Docker image for VirMet

Docker containers are a lightweight alternative to virtual machines (VMs). We prepared an image pre-built with all necessary dependencies that can be downloaded and run with little effort. Docker runs on Linux, Windows and Mac OS X. Within any of these hosts, it will run an isolated container inside which VirMet is installed together with its dependencies. Make sure you have enough disk space (hundreds of gigabytes) to save databases.

Install docker

Follow the instructions reported here to install docker on your host machine.

Check your installation with docker version and docker run hello-world.

Pull docker image for VirMet

Simply type docker pull ozagordi/virmet. This will download approximately 1GB of data: it contains a Linux Ubuntu distribution with all the required software pre-installed.

Start a docker container

The command to give is the following (backslashes can be omitted if the command is given on a single line)

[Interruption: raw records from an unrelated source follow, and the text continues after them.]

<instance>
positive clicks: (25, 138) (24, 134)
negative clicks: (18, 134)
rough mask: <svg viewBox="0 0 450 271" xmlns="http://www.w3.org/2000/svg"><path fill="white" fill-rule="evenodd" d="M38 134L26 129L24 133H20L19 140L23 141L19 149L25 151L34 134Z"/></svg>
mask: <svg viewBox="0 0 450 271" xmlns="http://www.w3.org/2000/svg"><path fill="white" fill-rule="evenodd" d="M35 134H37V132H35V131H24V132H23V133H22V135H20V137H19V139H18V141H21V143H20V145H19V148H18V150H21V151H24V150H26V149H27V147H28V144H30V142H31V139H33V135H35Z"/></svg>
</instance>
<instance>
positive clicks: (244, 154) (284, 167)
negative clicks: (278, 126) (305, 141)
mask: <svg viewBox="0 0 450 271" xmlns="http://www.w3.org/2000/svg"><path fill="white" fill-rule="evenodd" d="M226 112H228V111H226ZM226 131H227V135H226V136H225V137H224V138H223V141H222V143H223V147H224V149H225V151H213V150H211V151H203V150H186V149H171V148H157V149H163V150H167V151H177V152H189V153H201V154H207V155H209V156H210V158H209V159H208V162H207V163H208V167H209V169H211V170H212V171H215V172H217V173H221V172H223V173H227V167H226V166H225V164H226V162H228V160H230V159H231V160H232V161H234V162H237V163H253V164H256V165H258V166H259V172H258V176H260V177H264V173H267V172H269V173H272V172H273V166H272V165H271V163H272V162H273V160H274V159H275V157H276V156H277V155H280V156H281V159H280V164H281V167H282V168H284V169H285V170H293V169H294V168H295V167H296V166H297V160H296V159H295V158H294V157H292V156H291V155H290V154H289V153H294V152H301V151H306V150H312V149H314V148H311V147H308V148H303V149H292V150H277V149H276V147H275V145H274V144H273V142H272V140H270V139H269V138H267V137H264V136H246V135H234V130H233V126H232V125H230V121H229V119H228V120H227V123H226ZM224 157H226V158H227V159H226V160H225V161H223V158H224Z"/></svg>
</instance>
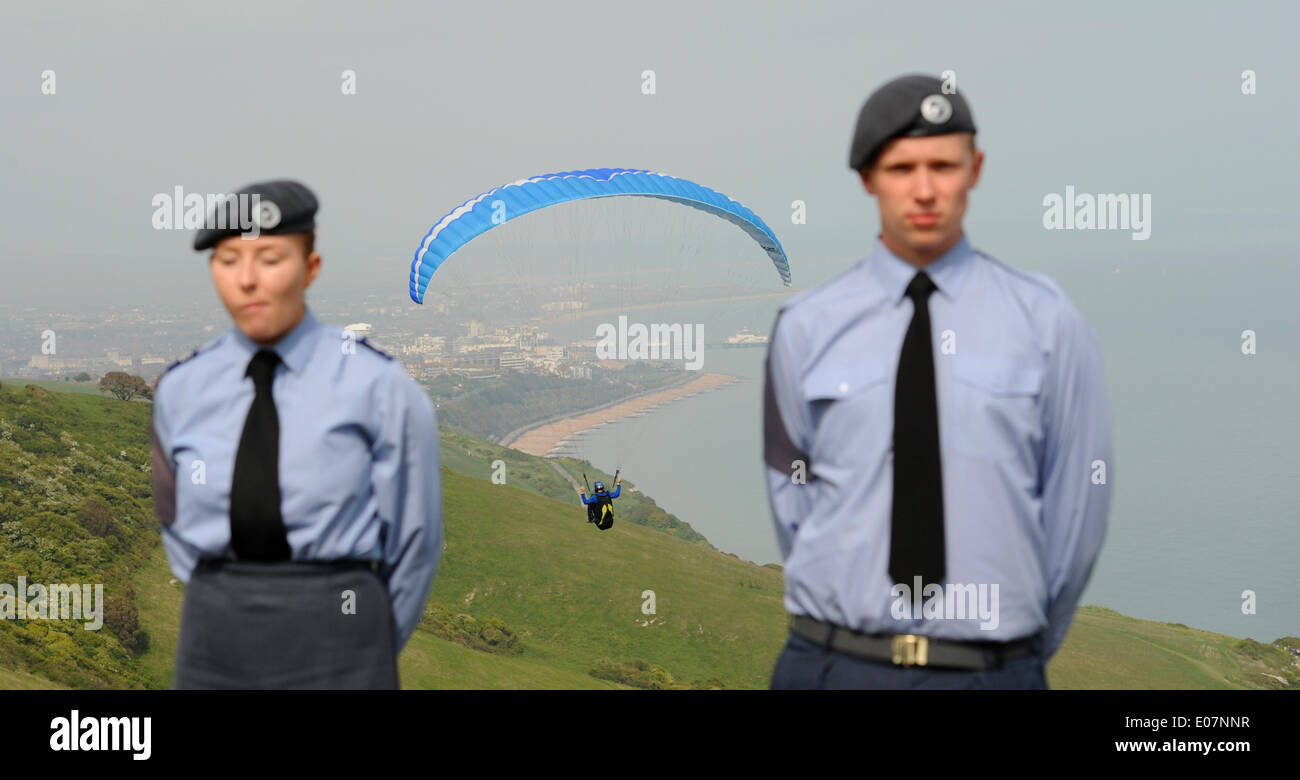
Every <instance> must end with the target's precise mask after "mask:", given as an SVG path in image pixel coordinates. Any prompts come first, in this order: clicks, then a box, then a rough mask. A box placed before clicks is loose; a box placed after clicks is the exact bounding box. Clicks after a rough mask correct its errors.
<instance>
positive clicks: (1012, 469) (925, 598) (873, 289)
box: [764, 235, 1114, 658]
mask: <svg viewBox="0 0 1300 780" xmlns="http://www.w3.org/2000/svg"><path fill="white" fill-rule="evenodd" d="M918 270H919V269H918V268H917V266H914V265H911V264H910V263H907V261H905V260H902V259H900V257H897V256H896V255H893V253H892V252H891V251H889V250H887V248H885V246H884V243H881V242H880V240H879V239H876V243H875V247H874V251H872V252H871V255H870V256H868V257H867V259H865V260H862V261H861V263H858V264H857V265H854V266H853V268H850V269H849V270H846V272H844V273H842V274H840V276H837V277H836V278H833V279H831V281H829V282H827V283H824V285H822V286H819V287H815V289H813V290H809V291H806V292H803V294H801V295H798V296H796V298H793V299H790V300H789V302H788V303H787V304H785V305H784V307H783V308H781V311H780V312H779V313H777V318H776V324H775V325H774V333H772V341H771V346H770V352H768V374H767V389H766V390H767V399H766V402H764V409H766V411H764V461H766V463H767V482H768V497H770V500H771V507H772V513H774V516H775V521H776V536H777V541H779V545H780V549H781V555H783V558H784V560H785V607H787V610H788V611H790V612H792V614H797V615H809V616H813V617H816V619H819V620H826V621H829V623H835V624H839V625H844V627H848V628H852V629H855V630H861V632H867V633H889V634H897V633H917V634H924V636H930V637H939V638H950V640H961V641H1000V642H1005V641H1013V640H1019V638H1023V637H1028V636H1031V634H1036V633H1039V632H1043V630H1045V634H1044V642H1043V646H1041V651H1043V653H1044V654H1045V655H1044V658H1050V656H1052V655H1053V654H1054V653H1056V651H1057V649H1058V647H1060V645H1061V642H1062V641H1063V640H1065V634H1066V630H1067V629H1069V628H1070V620H1071V619H1073V616H1074V610H1075V607H1076V606H1078V603H1079V597H1080V595H1082V593H1083V589H1084V585H1086V584H1087V581H1088V577H1089V576H1091V572H1092V567H1093V563H1095V562H1096V559H1097V554H1099V551H1100V549H1101V542H1102V538H1104V537H1105V532H1106V516H1108V512H1109V506H1110V489H1112V485H1110V481H1112V477H1113V476H1114V474H1113V460H1112V442H1110V429H1112V417H1110V406H1109V402H1108V398H1106V385H1105V377H1104V373H1102V367H1101V356H1100V352H1099V350H1097V343H1096V337H1095V334H1093V331H1092V329H1091V326H1089V325H1088V324H1087V322H1086V321H1084V318H1083V316H1082V315H1080V313H1079V311H1078V309H1076V308H1075V307H1074V304H1073V303H1070V300H1069V299H1067V298H1066V295H1065V292H1062V291H1061V289H1060V287H1058V286H1057V285H1056V283H1054V282H1052V279H1049V278H1047V277H1045V276H1043V274H1036V273H1026V272H1021V270H1017V269H1013V268H1009V266H1006V265H1004V264H1002V263H998V261H997V260H995V259H993V257H989V256H988V255H984V253H982V252H979V251H976V250H972V248H971V247H970V244H969V243H967V239H966V237H965V235H963V237H962V239H961V240H959V242H958V243H957V244H956V246H954V247H953V248H952V250H949V251H948V252H945V253H944V255H943V256H941V257H939V259H937V260H935V261H933V263H931V264H930V265H927V266H926V268H924V270H926V273H927V274H928V276H930V277H931V278H932V279H933V282H935V285H936V287H937V291H936V292H933V294H932V295H931V296H930V317H931V334H932V342H933V343H932V346H933V356H935V382H936V393H937V399H939V426H940V456H941V464H943V493H944V523H945V525H944V533H945V550H946V573H945V577H944V584H945V597H946V595H948V590H946V586H948V584H953V585H959V586H961V589H954V590H953V591H952V593H953V594H956V598H954V599H953V601H954V602H956V601H961V602H963V603H966V604H974V603H976V602H975V601H972V599H971V598H970V594H971V593H972V591H978V589H979V586H980V585H983V586H984V593H985V602H984V603H985V606H988V607H992V606H993V603H995V602H993V598H992V595H993V594H995V593H996V594H997V601H996V604H997V608H996V610H991V611H992V612H993V614H996V621H995V620H987V619H982V617H980V616H978V615H976V616H971V615H972V611H971V610H967V612H966V615H965V617H962V616H958V615H959V614H958V612H957V611H956V610H950V611H948V612H944V614H941V615H943V616H941V617H933V616H926V615H927V612H924V610H922V612H920V615H918V614H917V612H915V611H913V610H911V608H907V610H901V608H900V603H901V602H907V606H909V607H915V606H917V603H918V602H917V601H910V594H906V593H905V591H901V590H892V588H893V585H894V584H893V582H892V581H891V577H889V573H888V567H889V536H891V524H892V523H891V508H892V494H893V442H892V439H893V415H894V385H896V380H897V372H898V357H900V352H901V350H902V341H904V335H905V334H906V331H907V326H909V324H910V322H911V317H913V309H914V305H913V302H911V299H910V298H907V296H906V294H905V291H906V289H907V283H909V282H910V281H911V279H913V277H914V276H915V274H917V272H918ZM796 460H803V461H805V464H806V473H805V474H803V480H805V481H801V478H800V477H801V474H800V472H798V467H792V465H790V464H792V463H793V461H796ZM907 585H913V584H907ZM993 585H997V588H996V590H995V589H993V588H992V586H993ZM970 586H975V588H974V589H972V588H970ZM918 595H920V597H922V601H930V599H928V598H926V594H918ZM930 595H933V594H930ZM976 598H978V597H976ZM936 608H937V602H936ZM982 625H983V627H985V628H982Z"/></svg>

[user@host ~ ]$ docker run -it --name my_virmet \
-v your_path_to_some_data:/home/ubuntu/miseq_runs \
ozagordi/virmet /bin/bash

Let's see this command in detail.

The above command will drop you in a bash shell (/bin/bash) in a new container derived from the image ozagordi/virmet. This contained will be named my_virmet (you can choose the name you prefer) in interactive mode (-it), and it will mount a volume found on your host. Let's see an example of how we can use this mount option.

Substitute your_path_to_some_data to a global path where you are storing sequencing data. For example, if you have Miseq runs in /data/MiSeqOutput

[user@host ~ ]$ ls -1 /data/MiSeqOutput
160719_M01274_0159_000000000-AMA6L/
160715_M02081_0162_000000000-AL5TJ/
...

then use the option -v /data/MiSeqOutput:/home/ubuntu/miseq_runs. What comes before the : is the global path on your host machine to the Miseq runs; this will be found inside the container at the path /home/ubuntu/miseq_runs. This is a convenient way to make data on your host machine available to the container, i.e. to VirMet.

The official reference for docker run is here.

Once in the container

The prompt is now different, now we are root inside the container (identified with an ID string) and the prompt reads root@18ef5268a7a4:/home/ubuntu#.

First of all one has to activate the conda environment with the correct installation of Python, pandas and Biopython. The command is

root@18ef5268a7a4:/home/ubuntu# source activate test-virmet

We can check that the host directory is correctly mounted

root@18ef5268a7a4:/home/ubuntu# ls /home/ubuntu/miseq_runs/
160719_M01274_0159_000000000-AMA6L/
160715_M02081_0162_000000000-AL5TJ/
...

Good! The data directories on our host are mounted inside the container. Let's now make a directory to store our results

root@18ef5268a7a4:/home/ubuntu# mkdir results
root@18ef5268a7a4:/home/ubuntu# cd results

The first time we need to fetch (download) and index all databases, see the relevant instructions.

Once the databases are ready, we can finally run our first wolfpack command.

root@18ef5268a7a4:/home/ubuntu/results# virmet wolfpack --run /home/ubuntu/miseq_runs/160719_M01274_0159_000000000-AMA6L &

and wait for the results to appear.

Some suggestions

Mount multiple volumes

The -v option of docker run allows mounting of multiple volumes. For example one could mount the directory with sequencing data, one to store results and one for the databases by repeating -v multiple times

[user@host ~ ]$ docker run -it --name my_virmet \
-v your_path_to_some_data:/home/ubuntu/miseq_runs \
-v your_path_to_db:/data/virmet_databases \
-v your_path_to_results:/home/ubuntu/results \
ozagordi/virmet /bin/bash

This is convenient if one wants to have available all files both within the container and outside of it. In alternative, one can copy files from the container to the host with docker cp, see reference. Users are encouraged to get familiar with Docker and find the strategy that suits them best.

Leaving a container and attaching it again

A container can be left with ctrl + p, ctrl + q (release ctrl in between) and attached later with docker attach my_virmet (or any other name). It might be necessary to give an extra press to return. If we give ctrl + d inside the container this is left and stopped, so one has to start it again with docker start my_virmet before attaching it.